Cabañero v. Torres
REITERATIONFacts
1. The Antecedents: The Hawaiian Sugar Planters' Association had for many years been licensed by the Philippine Government to recruit, contract, and embark laborers for the Territory of Hawaii. The petitioners, Simeon Cabañero and Luis Mangornong, objected to the renewal of this license, asserting that the Association lacked juridical personality as it was neither incorporated nor licensed to do business in the Philippines in accordance with the Corporation Law. 2. Procedural History: Following the objection by the petitioners, the Secretary of Labor issued a provisional license to the Hawaiian Sugar Planters' Association. This license was set to expire automatically after ninety (90) days from March 8, 1935, contingent upon the Association satisfactorily demonstrating that it had acquired juridical personality by registering as a foreign corporation.

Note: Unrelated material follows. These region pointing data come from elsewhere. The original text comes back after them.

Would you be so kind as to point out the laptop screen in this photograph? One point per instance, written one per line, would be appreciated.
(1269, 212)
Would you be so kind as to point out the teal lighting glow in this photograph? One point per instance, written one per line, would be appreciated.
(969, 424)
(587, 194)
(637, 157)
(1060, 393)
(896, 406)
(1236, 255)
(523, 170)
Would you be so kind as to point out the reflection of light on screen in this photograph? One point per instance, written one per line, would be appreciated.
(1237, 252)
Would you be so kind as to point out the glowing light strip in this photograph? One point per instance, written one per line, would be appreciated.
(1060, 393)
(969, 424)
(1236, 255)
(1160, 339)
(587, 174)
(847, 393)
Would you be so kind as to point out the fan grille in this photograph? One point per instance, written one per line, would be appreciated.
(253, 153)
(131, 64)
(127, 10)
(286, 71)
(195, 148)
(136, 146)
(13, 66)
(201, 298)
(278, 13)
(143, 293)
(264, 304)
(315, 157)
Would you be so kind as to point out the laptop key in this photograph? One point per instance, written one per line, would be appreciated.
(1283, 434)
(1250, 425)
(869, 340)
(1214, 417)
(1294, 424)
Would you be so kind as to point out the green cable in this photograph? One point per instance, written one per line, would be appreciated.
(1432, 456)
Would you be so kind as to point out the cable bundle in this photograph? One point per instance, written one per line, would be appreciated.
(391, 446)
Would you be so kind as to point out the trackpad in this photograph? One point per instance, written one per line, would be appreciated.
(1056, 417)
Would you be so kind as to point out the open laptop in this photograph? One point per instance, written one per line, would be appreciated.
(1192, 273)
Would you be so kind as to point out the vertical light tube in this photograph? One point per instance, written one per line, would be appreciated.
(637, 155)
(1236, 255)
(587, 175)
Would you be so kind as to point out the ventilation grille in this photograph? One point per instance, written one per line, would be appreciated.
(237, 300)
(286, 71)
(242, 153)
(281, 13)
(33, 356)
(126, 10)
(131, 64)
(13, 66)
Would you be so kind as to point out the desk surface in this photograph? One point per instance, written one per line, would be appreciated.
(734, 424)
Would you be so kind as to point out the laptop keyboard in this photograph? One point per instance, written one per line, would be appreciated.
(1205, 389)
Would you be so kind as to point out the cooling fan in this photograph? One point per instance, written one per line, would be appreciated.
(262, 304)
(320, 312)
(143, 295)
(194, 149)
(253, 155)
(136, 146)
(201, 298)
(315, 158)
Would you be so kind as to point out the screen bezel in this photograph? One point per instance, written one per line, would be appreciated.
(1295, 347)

The Secretary of Labor's stance, as articulated by the Solicitor-General, was that this provisional license was a reasonable exercise of discretion, allowing the Association time to comply with registration requirements while protecting the rights of emigrant laborers. 3. The Petition: The petitioners filed a petition for a writ of prohibition, seeking to have the license issued to the Hawaiian Sugar Planters' Association declared illegal and void, and to prevent the respondents from renewing or issuing any new licenses. They argued that the Association, lacking juridical personality, should not be permitted to recruit laborers. However, the Court noted that the function of a writ of prohibition is to prevent future acts, not to remedy past ones. Given that the Secretary of Labor had already announced that no new license would be issued unless the Association duly registered itself, the Court found no grounds for the issuance of the writ, as the Secretary's announced intention negated the petitioners' claim of threatened illegal action.
Issue(s)
Whether the issuance of a provisional license to the Hawaiian Sugar Planters' Association was a proper exercise of discretion by the Secretary of Labor. Whether a writ of prohibition is the proper remedy to prevent the renewal or issuance of a license when the Secretary of Labor has already indicated conditions for its issuance and renewal.
Ruling
The petition for a writ of prohibition is denied without costs.
Ratio Decidendi
On the propriety of the provisional license: The Court found that the issuance of the provisional license was a proper and reasonable exercise of discretion by the Secretary of Labor. The license was not a full annual renewal but a temporary measure, expiring automatically after ninety (90) days, contingent upon HSPA's compliance with the legal requirement to register as a foreign corporation. This approach allowed HSPA sufficient time to comply, avoiding an arbitrary denial of the application, especially considering its long history of renewed licenses based on a good reputation. The provisional license effectively served as notice that continued business operations were contingent upon registration. On the availability of the writ of prohibition: The Court held that prohibition is not the proper remedy. The writ of prohibition is intended to prevent an act that is about to be done, not to undo an act already accomplished. In this case, the Secretary of Labor, far from threatening to issue a license, had explicitly stated in his reply memorandum and in his denial of the renewal application that no new license would be issued unless HSPA duly registered itself as a foreign corporation. This announcement negated the alleged threat of future illegal action, making the issuance of a writ of prohibition superfluous. The Court presumed the Secretary of Labor would adhere to his announced purpose.
Main Doctrine
A writ of prohibition is not the proper remedy to undo an act already accomplished, nor is it available when the respondent public official has already announced a course of action consistent with the petitioner's contentions, thereby negating the threat of future illegal action.